L’altra metà consiste nello scendere e nel tornare in sicurezza alla base. La maggior parte dei decessi, infatti, avviene sempre nel tratto di discesa e ritorno. Ed Viesturs ha sempre fatto della sicurezza la sua priorità numero uno, anche se ciò significava dover rinunciare al summit di una vetta. Ha sempre cercato di prendere decisioni ponderate e di valutare i rischi con attenzione, evitando di mettere a rischio la sua vita e quella dei suoi compagni di cordata.
Scalare le montagne sopra gli 8.000 metri è una sfida estrema per tutti, anche per gli alpinisti d'alta quota. Si tratta di un ambiente estremamente complesso e ostile, dove le condizioni meteorologiche possono cambiare rapidamente e la vita umana è costantemente a rischio. Tuttavia, per molti alpinisti, scalare queste vette rappresenta la massima espressione di sfida e di realizzazione personale.
Gli alpinisti d’alta quota che scalano le montagne sopra gli 8.000 metri devono affrontare numerose sfide fisiche e mentali.
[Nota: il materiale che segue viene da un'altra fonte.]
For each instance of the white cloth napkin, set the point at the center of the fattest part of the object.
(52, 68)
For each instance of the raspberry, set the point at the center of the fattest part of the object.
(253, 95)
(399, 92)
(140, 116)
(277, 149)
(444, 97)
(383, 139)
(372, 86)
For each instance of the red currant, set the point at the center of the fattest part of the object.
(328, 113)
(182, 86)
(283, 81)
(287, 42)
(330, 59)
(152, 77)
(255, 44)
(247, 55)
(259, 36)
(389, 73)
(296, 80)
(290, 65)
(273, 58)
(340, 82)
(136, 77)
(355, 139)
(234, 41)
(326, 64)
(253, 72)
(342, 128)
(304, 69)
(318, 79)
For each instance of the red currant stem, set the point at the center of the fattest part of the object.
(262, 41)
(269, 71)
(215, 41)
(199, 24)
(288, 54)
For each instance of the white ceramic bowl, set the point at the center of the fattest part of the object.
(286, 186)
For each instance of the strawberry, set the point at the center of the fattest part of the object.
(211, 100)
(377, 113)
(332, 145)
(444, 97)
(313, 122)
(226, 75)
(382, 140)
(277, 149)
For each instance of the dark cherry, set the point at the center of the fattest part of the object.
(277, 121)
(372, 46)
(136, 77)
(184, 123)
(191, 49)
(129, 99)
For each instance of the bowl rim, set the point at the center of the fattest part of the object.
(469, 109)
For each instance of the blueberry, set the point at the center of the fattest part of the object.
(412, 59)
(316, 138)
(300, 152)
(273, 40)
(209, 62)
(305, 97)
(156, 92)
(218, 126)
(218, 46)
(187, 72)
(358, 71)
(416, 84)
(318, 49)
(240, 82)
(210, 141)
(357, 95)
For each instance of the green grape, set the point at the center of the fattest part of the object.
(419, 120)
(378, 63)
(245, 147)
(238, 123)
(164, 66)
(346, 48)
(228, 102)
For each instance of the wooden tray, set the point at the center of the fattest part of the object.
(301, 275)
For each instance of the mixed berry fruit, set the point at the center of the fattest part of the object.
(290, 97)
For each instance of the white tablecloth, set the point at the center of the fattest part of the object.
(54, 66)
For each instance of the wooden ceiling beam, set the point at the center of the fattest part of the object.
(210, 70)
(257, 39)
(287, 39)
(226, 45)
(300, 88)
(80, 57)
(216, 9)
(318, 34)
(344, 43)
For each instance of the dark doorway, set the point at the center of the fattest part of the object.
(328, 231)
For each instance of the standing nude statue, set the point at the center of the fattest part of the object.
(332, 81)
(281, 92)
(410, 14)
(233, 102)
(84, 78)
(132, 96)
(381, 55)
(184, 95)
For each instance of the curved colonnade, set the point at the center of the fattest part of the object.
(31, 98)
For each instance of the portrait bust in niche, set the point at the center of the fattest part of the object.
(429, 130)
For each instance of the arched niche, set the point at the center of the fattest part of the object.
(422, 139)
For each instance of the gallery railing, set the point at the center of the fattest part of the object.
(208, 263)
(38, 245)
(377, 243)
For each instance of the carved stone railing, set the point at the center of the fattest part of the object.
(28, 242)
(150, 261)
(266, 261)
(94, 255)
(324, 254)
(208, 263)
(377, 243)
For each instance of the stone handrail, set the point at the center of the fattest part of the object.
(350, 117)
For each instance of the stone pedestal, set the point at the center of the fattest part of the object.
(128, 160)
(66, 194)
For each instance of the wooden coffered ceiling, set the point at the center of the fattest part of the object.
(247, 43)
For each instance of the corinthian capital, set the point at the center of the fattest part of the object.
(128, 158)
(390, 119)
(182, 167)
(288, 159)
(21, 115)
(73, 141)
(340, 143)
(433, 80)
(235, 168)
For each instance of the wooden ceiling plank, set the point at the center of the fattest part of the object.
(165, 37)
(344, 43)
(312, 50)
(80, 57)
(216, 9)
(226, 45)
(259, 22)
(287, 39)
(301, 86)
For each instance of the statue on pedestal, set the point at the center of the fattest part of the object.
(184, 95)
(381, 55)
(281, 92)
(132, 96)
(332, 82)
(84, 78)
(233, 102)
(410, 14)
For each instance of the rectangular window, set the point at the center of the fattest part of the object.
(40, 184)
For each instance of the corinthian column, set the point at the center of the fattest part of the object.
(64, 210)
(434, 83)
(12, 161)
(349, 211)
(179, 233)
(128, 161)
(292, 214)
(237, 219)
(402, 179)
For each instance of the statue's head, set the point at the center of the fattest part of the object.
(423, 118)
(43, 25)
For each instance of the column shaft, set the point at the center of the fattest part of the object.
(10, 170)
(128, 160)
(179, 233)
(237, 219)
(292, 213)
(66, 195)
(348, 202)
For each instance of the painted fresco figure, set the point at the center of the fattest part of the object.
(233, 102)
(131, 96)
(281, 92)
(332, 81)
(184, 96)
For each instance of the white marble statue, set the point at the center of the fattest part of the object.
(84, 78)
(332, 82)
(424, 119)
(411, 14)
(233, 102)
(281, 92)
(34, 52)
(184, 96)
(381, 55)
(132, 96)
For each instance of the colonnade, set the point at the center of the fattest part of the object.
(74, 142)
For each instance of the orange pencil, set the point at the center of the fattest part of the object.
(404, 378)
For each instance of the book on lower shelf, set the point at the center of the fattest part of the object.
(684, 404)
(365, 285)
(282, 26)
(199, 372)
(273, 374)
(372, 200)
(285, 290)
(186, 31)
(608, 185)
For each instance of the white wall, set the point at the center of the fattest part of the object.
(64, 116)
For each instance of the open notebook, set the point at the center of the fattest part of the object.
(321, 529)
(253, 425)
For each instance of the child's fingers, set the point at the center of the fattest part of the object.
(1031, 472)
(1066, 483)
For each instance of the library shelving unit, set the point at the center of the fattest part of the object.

Le altitudini estreme possono causare problemi di acclimatamento, con conseguente mal di montagna, patologia tipica dell’alta quota, che può manifestarsi in varie forme: nausea, vomito, mal di testa, difficoltà o impossibilità a dormire, mancanza di appetito, disidratazione, estrema spossatezza, giramenti di testa, debolezza sono alcune delle più comuni. Nei casi più gravi, il mal di montagna può evolvere in edema cerebrale o polmonare, con accumulo di liquido nei polmoni o nel cervello che ne va a impedire il corretto funzionamento. Inoltre, le temperature estremamente basse, i venti violenti, le valanghe, le scivolate dentro i crepacci o gli enormi pezzi di ghiaccio che si staccano dalle rocce rappresentano ulteriori sfide che rischiano di costare la vita.
Scalare montagne sopra gli 8.000 metri, quindi, richiede una grande preparazione fisica e tecnica. Gli alpinisti devono avere una conoscenza approfondita delle tecniche di arrampicata e delle attrezzature necessarie per affrontare le condizioni estreme dell'alta quota. Devono inoltre essere in grado di resistere per giorni o settimane in un ambiente estremamente difficile, con scarsità di cibo, acqua e ossigeno. Basti pensare che a 5.000 metri c’è solo il 50% dell’ossigeno rispetto al livello del mare, e sopra gli 8.000 metri questa percentuale scende fino al 25%. In queste condizioni, percorrere anche solo qualche centinaio di metri può richiedere molte ore.
Nonostante le sfide, gli alpinisti d'alta quota trovano una grande soddisfazione personale nella loro attività. La conquista di una cima così alta rappresenta una vittoria personale e una prova di abilità e coraggio. Inoltre, questi alpinisti sono spesso mossi dal desiderio di esplorare l'ignoto, di scoprire nuovi luoghi e di testare i propri limiti.